The task is to find out how many positive integers divide at least one of the given numbers: $10^{60}$, $20^{50}$, $30^{40}$. This is easily calculated using the inclusion-exclusion principle.
First, we have to figure out the form of divisors for each of these numbers.

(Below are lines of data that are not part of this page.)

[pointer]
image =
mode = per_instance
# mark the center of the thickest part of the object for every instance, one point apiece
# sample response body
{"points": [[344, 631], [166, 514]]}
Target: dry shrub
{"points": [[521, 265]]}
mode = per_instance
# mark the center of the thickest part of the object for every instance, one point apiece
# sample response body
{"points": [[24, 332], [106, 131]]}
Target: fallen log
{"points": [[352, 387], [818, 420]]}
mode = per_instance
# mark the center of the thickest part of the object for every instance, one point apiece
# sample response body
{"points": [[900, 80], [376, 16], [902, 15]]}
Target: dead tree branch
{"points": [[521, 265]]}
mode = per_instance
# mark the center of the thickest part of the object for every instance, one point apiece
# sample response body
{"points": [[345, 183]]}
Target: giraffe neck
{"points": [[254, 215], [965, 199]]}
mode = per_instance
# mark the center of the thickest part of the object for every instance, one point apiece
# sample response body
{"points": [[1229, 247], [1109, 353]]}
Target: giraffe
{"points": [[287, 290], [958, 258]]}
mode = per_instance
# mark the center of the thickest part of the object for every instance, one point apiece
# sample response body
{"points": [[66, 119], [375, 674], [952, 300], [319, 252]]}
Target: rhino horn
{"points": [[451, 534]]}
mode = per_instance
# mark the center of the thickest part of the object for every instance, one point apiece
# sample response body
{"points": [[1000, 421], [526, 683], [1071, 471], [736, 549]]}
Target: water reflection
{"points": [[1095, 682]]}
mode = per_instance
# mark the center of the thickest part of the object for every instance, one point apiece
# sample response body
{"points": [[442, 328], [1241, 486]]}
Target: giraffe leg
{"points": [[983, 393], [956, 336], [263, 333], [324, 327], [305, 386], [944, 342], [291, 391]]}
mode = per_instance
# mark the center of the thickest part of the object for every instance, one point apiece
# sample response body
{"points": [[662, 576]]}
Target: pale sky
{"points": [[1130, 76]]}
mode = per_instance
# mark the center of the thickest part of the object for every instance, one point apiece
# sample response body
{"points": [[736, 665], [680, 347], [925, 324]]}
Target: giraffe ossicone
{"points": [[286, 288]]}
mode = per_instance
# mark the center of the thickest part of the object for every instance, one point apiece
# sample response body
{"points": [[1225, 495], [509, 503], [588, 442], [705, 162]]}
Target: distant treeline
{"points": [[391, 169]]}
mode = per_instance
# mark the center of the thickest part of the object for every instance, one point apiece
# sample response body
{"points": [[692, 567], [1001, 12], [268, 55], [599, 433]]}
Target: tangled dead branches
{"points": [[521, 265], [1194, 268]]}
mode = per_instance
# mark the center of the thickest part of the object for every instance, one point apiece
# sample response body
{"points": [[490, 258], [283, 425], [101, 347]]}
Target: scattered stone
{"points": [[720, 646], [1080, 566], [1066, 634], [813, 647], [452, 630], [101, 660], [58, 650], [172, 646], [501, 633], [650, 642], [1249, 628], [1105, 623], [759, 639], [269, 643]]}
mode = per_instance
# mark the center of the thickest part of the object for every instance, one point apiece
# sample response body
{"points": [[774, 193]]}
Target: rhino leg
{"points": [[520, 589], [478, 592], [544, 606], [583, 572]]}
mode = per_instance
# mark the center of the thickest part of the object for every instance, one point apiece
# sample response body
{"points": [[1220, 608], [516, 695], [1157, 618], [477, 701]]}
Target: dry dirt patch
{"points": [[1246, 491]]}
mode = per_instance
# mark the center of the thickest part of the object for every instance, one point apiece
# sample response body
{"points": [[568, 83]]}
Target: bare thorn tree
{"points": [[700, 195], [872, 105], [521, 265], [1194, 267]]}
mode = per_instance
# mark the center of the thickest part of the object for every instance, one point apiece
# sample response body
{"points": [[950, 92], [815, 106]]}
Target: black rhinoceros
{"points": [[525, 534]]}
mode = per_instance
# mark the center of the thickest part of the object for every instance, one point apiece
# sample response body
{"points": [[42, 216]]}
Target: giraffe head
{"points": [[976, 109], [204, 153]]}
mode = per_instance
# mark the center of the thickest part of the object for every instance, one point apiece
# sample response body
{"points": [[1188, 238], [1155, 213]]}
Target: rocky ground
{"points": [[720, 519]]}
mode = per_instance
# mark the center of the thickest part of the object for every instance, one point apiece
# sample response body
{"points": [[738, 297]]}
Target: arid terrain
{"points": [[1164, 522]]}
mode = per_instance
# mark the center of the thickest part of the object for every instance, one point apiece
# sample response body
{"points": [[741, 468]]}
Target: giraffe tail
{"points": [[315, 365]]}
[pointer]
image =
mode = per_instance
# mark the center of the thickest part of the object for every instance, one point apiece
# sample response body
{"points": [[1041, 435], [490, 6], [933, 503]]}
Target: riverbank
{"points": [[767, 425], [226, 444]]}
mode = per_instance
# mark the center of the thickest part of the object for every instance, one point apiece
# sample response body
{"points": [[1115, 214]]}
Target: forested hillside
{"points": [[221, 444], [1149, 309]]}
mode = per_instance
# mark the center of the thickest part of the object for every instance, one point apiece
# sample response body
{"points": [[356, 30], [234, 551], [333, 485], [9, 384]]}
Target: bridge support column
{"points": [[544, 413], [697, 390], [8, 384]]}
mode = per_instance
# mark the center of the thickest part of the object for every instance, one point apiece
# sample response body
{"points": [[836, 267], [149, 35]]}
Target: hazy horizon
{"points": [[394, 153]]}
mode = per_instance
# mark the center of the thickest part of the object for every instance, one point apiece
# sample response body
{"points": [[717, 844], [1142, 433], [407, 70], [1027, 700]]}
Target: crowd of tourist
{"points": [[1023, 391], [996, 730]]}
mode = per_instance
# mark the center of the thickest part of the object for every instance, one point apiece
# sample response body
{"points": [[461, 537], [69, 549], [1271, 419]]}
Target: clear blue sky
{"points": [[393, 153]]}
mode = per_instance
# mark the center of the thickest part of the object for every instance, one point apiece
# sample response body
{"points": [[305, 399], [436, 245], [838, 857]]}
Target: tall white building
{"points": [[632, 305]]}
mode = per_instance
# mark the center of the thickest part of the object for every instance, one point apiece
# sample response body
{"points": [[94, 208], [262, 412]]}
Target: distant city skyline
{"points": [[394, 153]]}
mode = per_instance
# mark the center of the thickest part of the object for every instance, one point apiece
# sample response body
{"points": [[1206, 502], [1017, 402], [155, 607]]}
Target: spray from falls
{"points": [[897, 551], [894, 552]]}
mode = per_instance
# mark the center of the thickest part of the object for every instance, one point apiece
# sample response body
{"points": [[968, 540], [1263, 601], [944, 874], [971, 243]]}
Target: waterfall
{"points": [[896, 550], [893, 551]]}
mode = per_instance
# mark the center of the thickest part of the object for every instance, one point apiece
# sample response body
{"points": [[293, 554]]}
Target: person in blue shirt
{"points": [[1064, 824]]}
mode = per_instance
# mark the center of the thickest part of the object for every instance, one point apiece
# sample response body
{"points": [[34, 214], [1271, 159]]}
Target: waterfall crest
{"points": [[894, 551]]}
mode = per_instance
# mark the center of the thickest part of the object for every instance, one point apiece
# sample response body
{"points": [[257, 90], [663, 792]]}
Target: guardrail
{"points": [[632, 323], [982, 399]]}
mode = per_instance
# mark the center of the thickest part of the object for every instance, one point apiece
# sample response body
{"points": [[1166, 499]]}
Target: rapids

$10^{60}=(2\cdot5)^{60}=2^{60}\cdot5^{60}$, which means divisors of this number are of form $2^{i}\cdot5^{j}$ where $0\le{i},j\le{60}$
$20^{50}=(2\cdot2\cdot5)^{50}=2^{2\cdot50}\cdot5^{50}$, divisors: $2^{2\cdot{i}}\cdot5^{j}$ where $0\le{i},j\le{50}$
$30^{40}=(2\cdot3\cdot5)^{40}=2^{40}\cdot3^{40}\cdot5^{40}$, divisors: $2^{i}\cdot3^{j}\cdot5^{k}$ where $0\le{i},{j},{k}\le{40}$
Number of divisiors of form $2^{i}\cdot5^{j}$ where $0\le{i},j\le{60}$ equals $61\cdot61$, because we have 61 combinations for both $i$ and $j$. Following this logic, number of divisiors of form $2^{2\cdot{i}}\cdot5^{j}$ where $0\le{i},j\le{50}$ should be $51\cdot51$, because we have 51 choices for $i$ and $j$. But, the solution I read said the number of these divisors is $101\cdot51$. I feel like this has something to do with $2^{2\cdot{i}}$, although this equals to $4^{i}$ and shouldn't change anything. Could the solution be wrong?
Thank you in advance.
Note that $2^{2*50}=2^{100}$. Thus, there are $101$ such numbers of the form $2^j$ such that $0 \leq j \leq 100$. You reasoned about this the right way but got a little too caught up! The first and last problems behave similarly since their exponents were such that $i=j=k$.
Just to complete the problem: Using the reasoning you mentioned, we have that there are $101*51$ ways to make numbers of the form $2^j5^k$ such that $0\leq j \leq 100$ and $0 \leq k \leq 50$.